Some music teachers take roll every time the class comes in. (Now, remember, I’m an elementary music teacher – and I’m not required to take roll.) Some music teachers have the students bring folders and pencils every time they come to music. Nothing wrong with these. But I’m not one of those teachers. I’ll tell you why.
- Reason #1: Limited time. I don’t want to spend 5 minutes of each 30-minute class taking roll. I don’t want to check for folders and pencils.
- Reason #2: If you require that students bring folders and/or pencils, you must have a consequence if they don’t bring them, right? And, then somehow you have to grade them if they are prepared for class or not. I would rather grade on music knowledge and musical effort. I don’t want to grade their ability to be responsible. Unless, of course, you are required to provide a “prepared for class” grade. But, I don’t like averaging together the “ability to bring folder and pencil” with the music grade.
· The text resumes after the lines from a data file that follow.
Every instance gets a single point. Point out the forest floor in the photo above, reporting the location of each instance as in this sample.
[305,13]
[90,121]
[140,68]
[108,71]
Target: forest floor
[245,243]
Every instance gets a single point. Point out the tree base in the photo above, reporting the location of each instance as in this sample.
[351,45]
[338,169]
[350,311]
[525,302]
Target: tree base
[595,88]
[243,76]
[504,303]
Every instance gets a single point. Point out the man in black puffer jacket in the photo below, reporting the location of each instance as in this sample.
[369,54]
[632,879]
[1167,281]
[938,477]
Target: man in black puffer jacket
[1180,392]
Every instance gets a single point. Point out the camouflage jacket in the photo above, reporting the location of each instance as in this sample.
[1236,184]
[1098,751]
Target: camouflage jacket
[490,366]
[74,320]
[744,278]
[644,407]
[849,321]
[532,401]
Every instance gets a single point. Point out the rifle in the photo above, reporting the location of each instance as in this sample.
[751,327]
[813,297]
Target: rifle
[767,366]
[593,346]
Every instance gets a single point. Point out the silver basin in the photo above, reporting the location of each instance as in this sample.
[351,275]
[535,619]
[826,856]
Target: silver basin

So, there are a couple of organizational tools I use:
- I provide the pencils and clipboards. I have 3 pencil cans and 3 bins of clipboards in different places in the room. Students get the pencils and clipboards that are closest to their seats. When we have written assessments, students scatter around the room.
- I provide plain paper for formative assessments (lately I’ve gotten used to using clean-on-one-side paper that I scrounge from recycle bins).
- I provide folders for the older kids. But, I don’t have 1 folder per student. What I use is 1 folder per riser (5 to 6 students). One student is the “team leader,” and passes out the papers inside. When we have papers that will be used more than one music day (recorder music or rhythm worksheets), students put their papers in the riser folder. It goes pretty quickly when 1 person per riser passes out and collects the papers. I choose one “folder person” per class to pass out and collect all folders. I do not expect students to bring papers back that have been brought home. (i.e. no homework)
Should I give my reasons for no homework?
- Reason #1: Remember, I work with the little ones.
- Reason #2: Once the students leave my classroom, I cannot tell what the students are working on. Parents help some students, while other students don’t have that benefit. Not to mention how many parents don’t know the musical information we are teaching!
- Reason #3: Again, you have to worry about whether students bring the homework back or not. The only time I require students to work on something at home is my Invented Instruments unit – and even then I provide time for students to work in class and come in at recess times to work with me. If students don’t get classwork done in time, I ask them to come in at recess to finish.